In recent years, the advancement of technology has allowed for the development of computer-verifiable formal languages, further advancing the field of mathematical reasoning. One of these languages, known as Lean, is an instrument employed to validate mathematical theorems, thereby ensuring accuracy and consistency in mathematical outcomes. Scholars are increasingly using Large Language Models (LLMs), specifically designed and trained upon Natural Language (NL) proofs, to create thorough formal proofs, signifying a significant breakthrough in formal theorem proving.
However, the lack of alignment within NL and Formal Language (FL) theorem verification data often impedes LLMs from operating at full capacity. This absence of resources hinders the improvement of efficient training techniques, and by extension, the total potential of applying LLMs in creating formal mathematical proofs.
In response to these obstacles, researchers from The Hong Kong University of Science and Technology and the University of Illinois Urban-Champaign have developed TheoremLlama. This end-to-end framework has been designed to adapt a general-purpose LLM for Lean4 theorem proving.
The framework incorporates several key components, such as NL-FL Aligned Dataset Generation that attempts to rectify the deficiency of data. Through this, TheoremLlama introduces a strategy for developing an NL-FL-aligned dataset referred to as Open Bootstrapped Theorems (OBT). This dataset employs the bootstrapping technique to integrate NL proofs into Lean4 code. By incorporating NL logic into Lean4 scenarios, LLMs’ understanding and execution of structured reasoning are improved.
TheoremLlama also utilizes new training techniques to help LLMs become proficient theorem provers in Lean4. Methods like block training and sorting data based on curriculum enhance the LLM’s in-context learning, ensuring reliable training on the OBT dataset.
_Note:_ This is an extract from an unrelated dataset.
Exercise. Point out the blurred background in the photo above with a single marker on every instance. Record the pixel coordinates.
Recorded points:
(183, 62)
Moreover, the framework also works on increasing the LLM’s capability to independently write formal proofs in Lean4, expanding its capacity in formal reasoning based on accurately generated proofs.
The bootstrapping approach of TheoremLlama is a remarkable innovation that efficiently coordinates natural language reasoning with formal mathematical language limitations. The efficacy of this framework has been substantiated by experimental results, demonstrating cumulative accuracies of 36.48% and 33.61% on the MiniF2F-Valid and Test datasets, respectively. These scores surpass those resulting from the GPT-4’s baseline findings, which had only yielded accuracies of 22.95% and 25.41% on the same datasets.
To conclude, TheoremLlama signifies a considerable stride towards leveraging LLMs’ NL capabilities to formalize theorem proving in Lean4. It offers solutions to improve mathematical reasoning and tackles key challenges with data alignment and training techniques, representing a significant academic and technological breakthrough.